While Goodin is apparently right about Ulbricht having left a trail behind, it seems unimaginable that the government would have found a breadcrumb bearing the name Ulbricht, or even if they had, connected the dots to the extent necessary, by the usual investigatory techniques. It was just way, way too random in a sea of data far, far too large. While it was both findable and connectable backward, beginning with the name Ulbricht and then scrutinizing the web for all specks of dust he might have touched, the idea of the government stumbling across one such speck, and then realizing that it was more significant than the billion other specks, is absurdly far-fetched.
That the government uses parallel construction is neither new nor a secret. What does come as a surprise, however, is that the government has attained the level of sophistication necessary to break Tor, to identify the users behind the curtain, to track their virtual existence back to the real world, where people have names, live in rented apartments and can be arrested.
Has Tor been compromised?
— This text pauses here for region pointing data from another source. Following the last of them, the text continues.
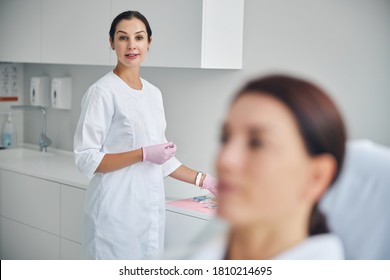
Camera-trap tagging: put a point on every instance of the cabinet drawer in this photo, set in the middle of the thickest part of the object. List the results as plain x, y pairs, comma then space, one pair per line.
24, 242
72, 202
31, 201
70, 250
182, 230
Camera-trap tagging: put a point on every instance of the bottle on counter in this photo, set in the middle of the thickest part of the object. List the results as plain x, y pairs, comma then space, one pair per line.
8, 132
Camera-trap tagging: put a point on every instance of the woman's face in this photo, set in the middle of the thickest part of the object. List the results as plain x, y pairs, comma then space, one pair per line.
263, 166
131, 42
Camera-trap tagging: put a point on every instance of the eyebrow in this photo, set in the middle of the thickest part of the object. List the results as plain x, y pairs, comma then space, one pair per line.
251, 129
134, 33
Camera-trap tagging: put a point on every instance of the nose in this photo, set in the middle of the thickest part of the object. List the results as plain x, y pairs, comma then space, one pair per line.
131, 45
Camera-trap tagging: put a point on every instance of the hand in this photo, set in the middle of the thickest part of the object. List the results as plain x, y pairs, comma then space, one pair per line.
158, 154
210, 184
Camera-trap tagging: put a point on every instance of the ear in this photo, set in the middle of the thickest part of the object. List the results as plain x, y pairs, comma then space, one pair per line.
322, 173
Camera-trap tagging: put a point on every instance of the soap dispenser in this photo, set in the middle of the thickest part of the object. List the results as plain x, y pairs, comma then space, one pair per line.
40, 91
8, 132
61, 93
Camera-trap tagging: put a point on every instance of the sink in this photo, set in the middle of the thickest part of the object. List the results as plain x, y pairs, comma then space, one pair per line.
19, 153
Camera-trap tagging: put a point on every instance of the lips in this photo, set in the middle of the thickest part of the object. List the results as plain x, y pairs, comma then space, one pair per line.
131, 55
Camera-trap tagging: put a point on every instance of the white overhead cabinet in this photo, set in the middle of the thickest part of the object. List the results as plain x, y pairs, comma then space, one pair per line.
75, 32
20, 30
186, 33
191, 33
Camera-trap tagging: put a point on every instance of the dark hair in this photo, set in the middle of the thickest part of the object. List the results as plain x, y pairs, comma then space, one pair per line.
129, 15
320, 123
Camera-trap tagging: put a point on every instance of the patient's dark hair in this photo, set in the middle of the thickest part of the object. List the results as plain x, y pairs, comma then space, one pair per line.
320, 123
129, 15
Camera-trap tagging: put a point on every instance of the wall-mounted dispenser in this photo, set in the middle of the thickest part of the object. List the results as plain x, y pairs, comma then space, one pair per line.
40, 91
61, 93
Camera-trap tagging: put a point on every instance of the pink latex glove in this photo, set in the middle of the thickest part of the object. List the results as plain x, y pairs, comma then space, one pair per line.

Has the government broken the last bastion of technological anonymity? That would certainly be a secret the government would want to keep to itself, hidden behind claims of a lucky border search of one of millions of packages that happened to contain contraband and be addressed to a 29-year-old Texan who rented a room in Frisco.
Or would the government like people to believe it’s beaten Tor, and that there is no longer a haven for anonymity on the internet beyond its reach. As much as the vagaries of the accusatory instrument suggest that the government may be lying through its teeth when it claims that it just got lucky, the questions are now raised. Chances that they’ll be answered, however, look mighty slim at the moment. And that’s good for the government either way.
Update and H/T: Rob Graham, who sent me an email last night and got me thinking about how the feds were so lucky to have stumbled into something as remarkably random as the package of fake IDs from Canada.
Rob’s written about this as well, though I think he might be a bit confused about the initiation of the investigation and the concealment of significant investigative methods by the use of parallel construction and the purported epiphany that DPR is the Ross Ulbricht from Frisco. Needing to bring the virtual world home, they needed a real warm body to connect to physical contraband to connect to the virtual Silk Road. It’s not that the package was the start of the investigation, but that it was critical because of an evidentiary gap that needed to be filled.